In the closing months of 1900, despite increasing age, Lorenzo Delleani continued his habitual practice of painting in the open at Morozzo in the province of Cuneo on a visit to the Vignola family. The subject of this small panel, precisely dated “5.11.1900”, was most probably drawn from his walks in the grounds and surroundings of the “Castello Vignola”, where he had already studied the reflection of light on the still waters of pools and canals surrounded by the lush green of vegetation in the same period just the year before (see Grumo di luce sullo stagno (Morozzo) and Parco della Margarita, both in private collections). The subject, intimately felt and already addressed from life in previous years, is depicted with quick, free brushwork that leaves the wooden surface exposed in patches beneath compact layers of paint scored here and there with the handle of the brush. The canal that leads into the wood, prompting the viewer to look in greater depth, provides Delleani with the subject for a painting that fully reveals his sense of light. It is constructed solely of colour, either light and modulated with glazes, as in the semi-transparent greens of the water, or more richly applied in thick strokes of the brush and the palette knife. 
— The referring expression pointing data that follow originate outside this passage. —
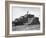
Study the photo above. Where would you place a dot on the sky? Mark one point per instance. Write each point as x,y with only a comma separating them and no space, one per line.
21,11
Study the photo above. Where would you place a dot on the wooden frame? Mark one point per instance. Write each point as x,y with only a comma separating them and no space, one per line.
7,19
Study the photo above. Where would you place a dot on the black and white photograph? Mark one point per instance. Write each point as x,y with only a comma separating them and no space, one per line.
25,18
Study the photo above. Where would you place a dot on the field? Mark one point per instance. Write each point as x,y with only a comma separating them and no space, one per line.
25,27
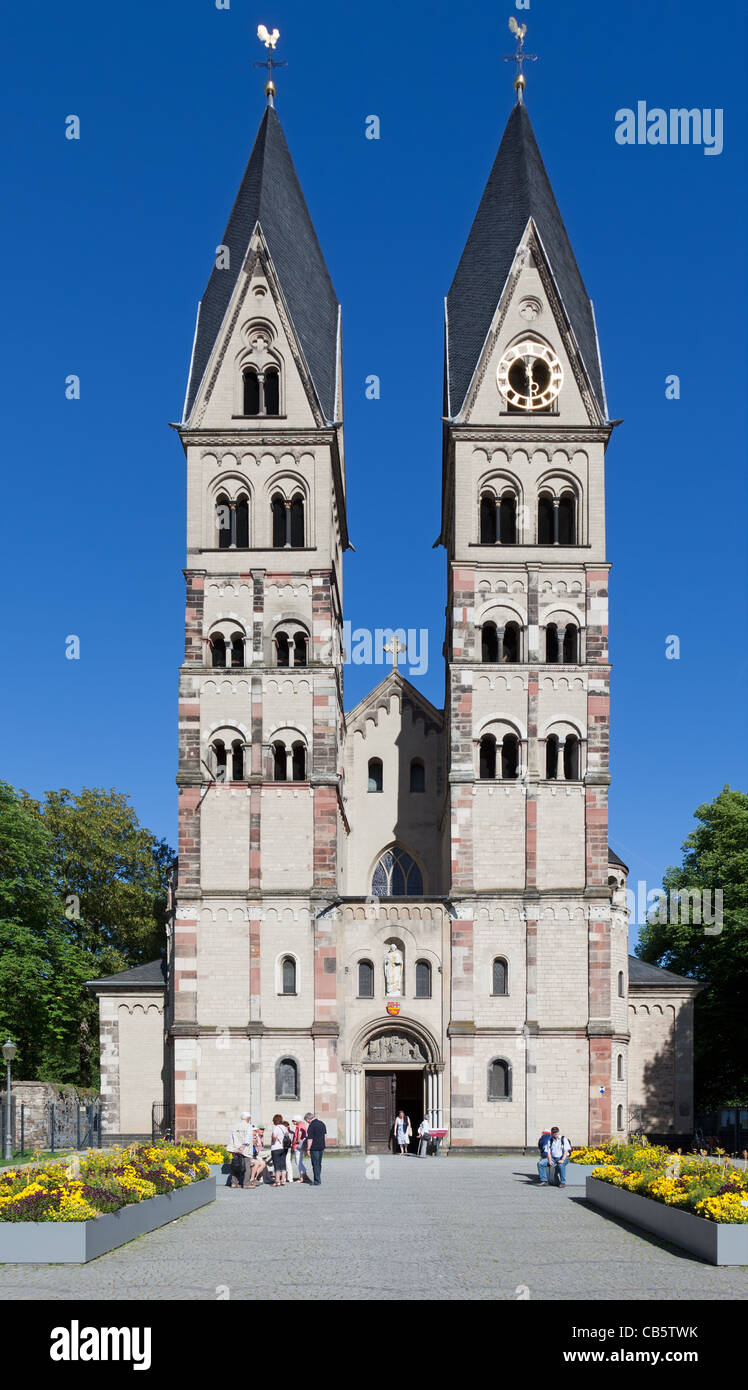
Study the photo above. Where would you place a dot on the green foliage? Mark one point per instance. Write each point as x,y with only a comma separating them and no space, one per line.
715,858
82,894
Presumably purchased by Cerruti before 2000, when it was shown in the exhibition Lorenzo Delleani at the Museo Archeologico Regionale in Aosta, the painting was tracked down in a private collection in Turin by Angelo Dragone, who published it in 1974 in his still indispensable study Delleani. La vita, l’opera e il suo tempo (no. 2389 in the chronological list of works). The previous literature given there is confined to articles by E. Bertarelli and G. Deabate, respectively in the art magazine a b c (1932) and the special issue of Illustrazione Biellese published in 1933 to mark the twenty-fifth anniversary of Delleani’s death.